The explanation given in the book is that it was merely a raw manuscript that hadn't been polished yet by editing. The truth, William Holtz argues in The Ghost in the Little House: A Life of Rose Wilder Lane, is that Laura's daughter Rose actually rewrote the books, and thereby deserves credit for establishing both the books' beautifully plain voice and their underlying theme of optimistic self-determination in the face of adversity. It may be the truth, but unfortunately for Holtz, the way he depicts his subject made me root against her. Part of the problem is a lack of a fine dramatic sense. When you consider the long odds Lane had to conquer in rising from a barefoot country schoolgirl to a well-heeled Harper's writer in the early 1900s, the simple "howdunit" would have made a compelling story. Unfortunately, Holtz adds a villian. His choice of antagonist is Laura Ingalls Wilder, whom he argues was a pitiless control freak and master manipulator of man. According to him, Rose was lucky to have emerged from childhood intact. An early chapter is given over to her travails as a sensitive child being raised by two rural parents; what made my sympathy evaporate was the casual, one-sentence mention that Laura worked as a seamstress 12 hours a day, 6 days a week, for a dollar a day, so that she could rebuild the family's farm stake. That monster!
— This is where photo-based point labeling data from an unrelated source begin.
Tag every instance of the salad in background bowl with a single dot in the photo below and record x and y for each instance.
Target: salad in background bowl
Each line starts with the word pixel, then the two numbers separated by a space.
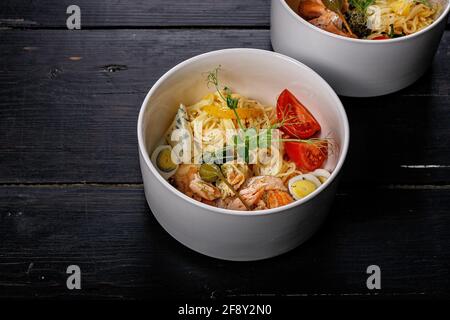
pixel 363 48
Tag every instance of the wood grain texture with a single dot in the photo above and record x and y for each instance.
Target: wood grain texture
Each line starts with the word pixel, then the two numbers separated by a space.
pixel 70 102
pixel 137 13
pixel 124 253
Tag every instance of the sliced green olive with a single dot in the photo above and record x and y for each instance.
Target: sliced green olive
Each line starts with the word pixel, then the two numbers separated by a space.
pixel 164 160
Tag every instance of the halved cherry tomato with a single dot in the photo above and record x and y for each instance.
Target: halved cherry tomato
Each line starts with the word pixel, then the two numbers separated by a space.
pixel 298 121
pixel 383 37
pixel 307 156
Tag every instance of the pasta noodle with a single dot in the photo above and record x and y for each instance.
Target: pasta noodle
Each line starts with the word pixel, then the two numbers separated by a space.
pixel 399 17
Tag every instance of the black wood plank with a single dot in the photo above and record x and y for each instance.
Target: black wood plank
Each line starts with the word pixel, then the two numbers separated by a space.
pixel 141 13
pixel 136 13
pixel 124 253
pixel 70 100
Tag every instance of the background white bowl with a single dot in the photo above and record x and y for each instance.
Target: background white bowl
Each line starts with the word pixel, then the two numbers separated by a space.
pixel 355 67
pixel 238 235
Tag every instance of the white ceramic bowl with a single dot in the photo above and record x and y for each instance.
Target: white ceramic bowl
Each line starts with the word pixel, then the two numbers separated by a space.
pixel 355 67
pixel 221 233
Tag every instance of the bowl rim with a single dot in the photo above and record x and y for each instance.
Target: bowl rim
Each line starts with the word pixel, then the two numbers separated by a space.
pixel 404 38
pixel 338 104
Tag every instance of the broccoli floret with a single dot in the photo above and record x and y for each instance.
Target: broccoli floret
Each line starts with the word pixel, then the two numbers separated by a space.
pixel 358 23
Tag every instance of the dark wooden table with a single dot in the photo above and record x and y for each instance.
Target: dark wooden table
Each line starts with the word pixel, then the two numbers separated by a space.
pixel 71 190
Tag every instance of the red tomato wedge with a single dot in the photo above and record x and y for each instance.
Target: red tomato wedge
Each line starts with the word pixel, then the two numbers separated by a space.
pixel 298 121
pixel 307 156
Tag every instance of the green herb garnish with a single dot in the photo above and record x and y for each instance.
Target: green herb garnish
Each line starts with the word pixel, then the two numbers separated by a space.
pixel 232 103
pixel 337 6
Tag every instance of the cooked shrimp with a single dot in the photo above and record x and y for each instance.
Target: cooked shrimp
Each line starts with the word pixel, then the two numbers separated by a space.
pixel 183 177
pixel 310 9
pixel 235 174
pixel 255 187
pixel 204 189
pixel 316 13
The personality differences between parent and child fuel a lot of creative agita, and I don't blame Holtz for trying to answer the question "How does a sensitive, educated girl handle her dramatically different parents?" What I blame him for is his approach in the answer: practically swooning from empathy over every wrong the exceedingly emotional Rose recorded in her diary (things like her mother's casual comments, for example), he inadvertently paints a picture of a narcissist who wonders why the world can't see things her way. And the way Rose writes about Laura in her diary, one suspects her personal credo was "If it's not one thing, it's my mother."
I don't know if we'll ever know the truth about the working relationship Laura and Rose had; despite reading excerpts of Rose's letters and journals documenting the collaboration with her mother, I couldn't shake the sense that I was reading an unreliable narrator.

So in the end, there is still that troubling coda, a tidy eight-book collection and its ninth sullen sequel. Digging in to the backstory behind the books reminds me of the Raymond Chandler quote "If you liked a book, don't meet the author." In this case, readers might wish to avoid the author's family as well.

very nice.
shld read this blog regularly... it's via twop, I think, sobell or mrsobell's bio linking to it...
(am putting things here as I go thru dlcs. fussing with tags. always my motivation - not to forget. but to what purpose, if rather than enjoy I again worry how to not to forget? how to keep.)